In its latest annual 2005 Litigation Trends Survey, the firm found that regardless of size, industry or location, there is certain to be a sizeable number of disputes diverting the resources of American businesses. Nearly 90 percent of U.S. corporations are embroiled in some type of litigation, they learned, and the average company balances a docket of 37 lawsuits. And bigger means more; the average $1 billion-plus company is juggling 147 cases at any one time.

This state of affairs could be dismissed as amusing, albeit irritating, were it not for economic advancements elsewhere around the world. "China's economy has tripled in size since 1980 and continues to grow at 9 percent per year; it could equal ours by 2020," according to Charlene Barshefsky, Washington lawyer and U.S. trade representative from 1997 to 2001, and Edward Gresser, director of trade and global markets at the Progressive Policy Institute. Writing in The Wall Street Journal recently, they note that China is also investing in advanced technology, ports, coastal road systems, telecom networks, research centers and universities.

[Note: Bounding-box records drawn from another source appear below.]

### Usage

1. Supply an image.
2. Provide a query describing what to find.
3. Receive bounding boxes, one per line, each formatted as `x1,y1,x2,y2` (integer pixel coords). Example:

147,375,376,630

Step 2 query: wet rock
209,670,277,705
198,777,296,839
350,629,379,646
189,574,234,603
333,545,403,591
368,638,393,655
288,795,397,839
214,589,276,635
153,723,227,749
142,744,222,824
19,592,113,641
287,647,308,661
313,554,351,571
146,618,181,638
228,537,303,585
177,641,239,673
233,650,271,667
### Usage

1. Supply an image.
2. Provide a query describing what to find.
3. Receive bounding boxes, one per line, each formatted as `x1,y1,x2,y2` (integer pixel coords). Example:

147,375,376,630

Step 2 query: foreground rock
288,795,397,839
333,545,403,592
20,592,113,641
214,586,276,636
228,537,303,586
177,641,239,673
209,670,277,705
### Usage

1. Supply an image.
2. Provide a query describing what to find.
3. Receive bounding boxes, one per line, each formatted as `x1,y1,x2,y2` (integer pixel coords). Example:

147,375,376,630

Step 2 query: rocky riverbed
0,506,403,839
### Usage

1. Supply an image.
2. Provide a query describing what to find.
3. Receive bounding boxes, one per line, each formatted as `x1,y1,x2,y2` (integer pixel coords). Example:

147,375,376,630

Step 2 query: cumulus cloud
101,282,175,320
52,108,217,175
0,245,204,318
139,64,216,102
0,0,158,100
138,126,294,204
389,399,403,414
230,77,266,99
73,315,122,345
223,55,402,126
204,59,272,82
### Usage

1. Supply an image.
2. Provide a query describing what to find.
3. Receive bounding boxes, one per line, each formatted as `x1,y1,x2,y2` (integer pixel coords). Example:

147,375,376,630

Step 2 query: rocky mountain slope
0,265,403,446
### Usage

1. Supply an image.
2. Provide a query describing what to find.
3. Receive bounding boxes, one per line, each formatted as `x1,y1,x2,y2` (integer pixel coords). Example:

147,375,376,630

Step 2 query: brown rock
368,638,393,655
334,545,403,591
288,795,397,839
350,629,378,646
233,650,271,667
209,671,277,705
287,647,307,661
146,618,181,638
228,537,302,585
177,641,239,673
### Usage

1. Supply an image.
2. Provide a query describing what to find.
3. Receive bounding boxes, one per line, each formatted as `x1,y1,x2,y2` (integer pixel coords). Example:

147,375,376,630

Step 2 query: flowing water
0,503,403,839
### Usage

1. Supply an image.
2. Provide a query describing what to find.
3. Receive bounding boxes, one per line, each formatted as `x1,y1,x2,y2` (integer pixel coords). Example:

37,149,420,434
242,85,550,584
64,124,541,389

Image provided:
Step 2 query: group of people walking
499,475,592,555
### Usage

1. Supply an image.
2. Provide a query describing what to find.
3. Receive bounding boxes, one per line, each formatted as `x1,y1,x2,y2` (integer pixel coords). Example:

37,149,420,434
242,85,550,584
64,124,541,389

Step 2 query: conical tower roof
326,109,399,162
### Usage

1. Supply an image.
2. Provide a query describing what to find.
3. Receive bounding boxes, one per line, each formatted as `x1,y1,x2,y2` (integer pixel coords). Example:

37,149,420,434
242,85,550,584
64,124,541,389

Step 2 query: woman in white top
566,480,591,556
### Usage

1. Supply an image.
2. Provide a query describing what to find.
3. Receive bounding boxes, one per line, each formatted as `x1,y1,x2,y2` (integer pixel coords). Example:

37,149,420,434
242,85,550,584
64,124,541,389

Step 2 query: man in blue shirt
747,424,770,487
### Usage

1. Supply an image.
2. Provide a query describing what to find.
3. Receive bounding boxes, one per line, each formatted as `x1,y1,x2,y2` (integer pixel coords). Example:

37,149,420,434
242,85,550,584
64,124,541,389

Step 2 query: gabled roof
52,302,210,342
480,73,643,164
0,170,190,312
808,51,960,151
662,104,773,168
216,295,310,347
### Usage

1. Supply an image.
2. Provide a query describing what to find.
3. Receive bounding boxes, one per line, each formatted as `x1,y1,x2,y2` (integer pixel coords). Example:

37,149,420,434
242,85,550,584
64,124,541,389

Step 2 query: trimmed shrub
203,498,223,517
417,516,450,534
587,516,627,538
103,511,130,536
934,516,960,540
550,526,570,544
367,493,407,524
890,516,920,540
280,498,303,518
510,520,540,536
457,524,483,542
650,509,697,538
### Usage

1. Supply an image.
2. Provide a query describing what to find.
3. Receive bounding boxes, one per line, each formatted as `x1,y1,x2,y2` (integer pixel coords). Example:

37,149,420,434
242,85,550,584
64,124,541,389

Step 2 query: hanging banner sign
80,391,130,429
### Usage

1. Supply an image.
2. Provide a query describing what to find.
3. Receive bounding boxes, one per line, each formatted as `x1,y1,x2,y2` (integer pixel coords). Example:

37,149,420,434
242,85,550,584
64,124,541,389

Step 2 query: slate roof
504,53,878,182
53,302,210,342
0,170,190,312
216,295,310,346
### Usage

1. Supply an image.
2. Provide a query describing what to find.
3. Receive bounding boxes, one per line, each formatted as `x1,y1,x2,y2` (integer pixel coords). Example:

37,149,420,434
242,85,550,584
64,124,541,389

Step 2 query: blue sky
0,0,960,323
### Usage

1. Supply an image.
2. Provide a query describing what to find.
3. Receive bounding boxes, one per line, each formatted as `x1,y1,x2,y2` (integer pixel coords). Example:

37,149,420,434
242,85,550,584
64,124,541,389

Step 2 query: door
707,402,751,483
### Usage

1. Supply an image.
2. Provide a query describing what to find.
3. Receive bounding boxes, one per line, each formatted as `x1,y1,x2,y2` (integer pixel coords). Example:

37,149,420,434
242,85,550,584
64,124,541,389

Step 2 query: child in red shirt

Manufacturing has been the lifeblood of Nagoya, Japan, since the 17th century. Nagoya experienced a brief slump in the early 1990s, along with the rest of the world's second-largest economy. Today, however, the economy in this area of Central Japan's industrial heartland is booming, so much so that it helped boost Japan's gross domestic product by 3.3 percent in the fiscal quarter ended June 30. It is noteworthy that Nagoya's economic engines of growth are those often dismissed as "sunset industries": automotive, machinery, steel, ceramics and chemicals.

Twenty percent of U.S. manufacturing companies have legal budgets of more than 2 percent of their total gross revenue, according to the Fulbright & Jaworski survey. An indeterminate, but significant, part of this legal budget represents lost opportunity. Invested in workforce development or R&D, just to name two profit-generating activities, those funds would certainly contribute handsomely to any manufacturing company's gross revenue and profit margin.

While litigation is increasing in Japan, and to a lesser extent in China, both have a long way to go before becoming as litigious as we are in America. Left unchecked, runaway litigation just might "equalize" American business right out of being competitive in the global marketplace.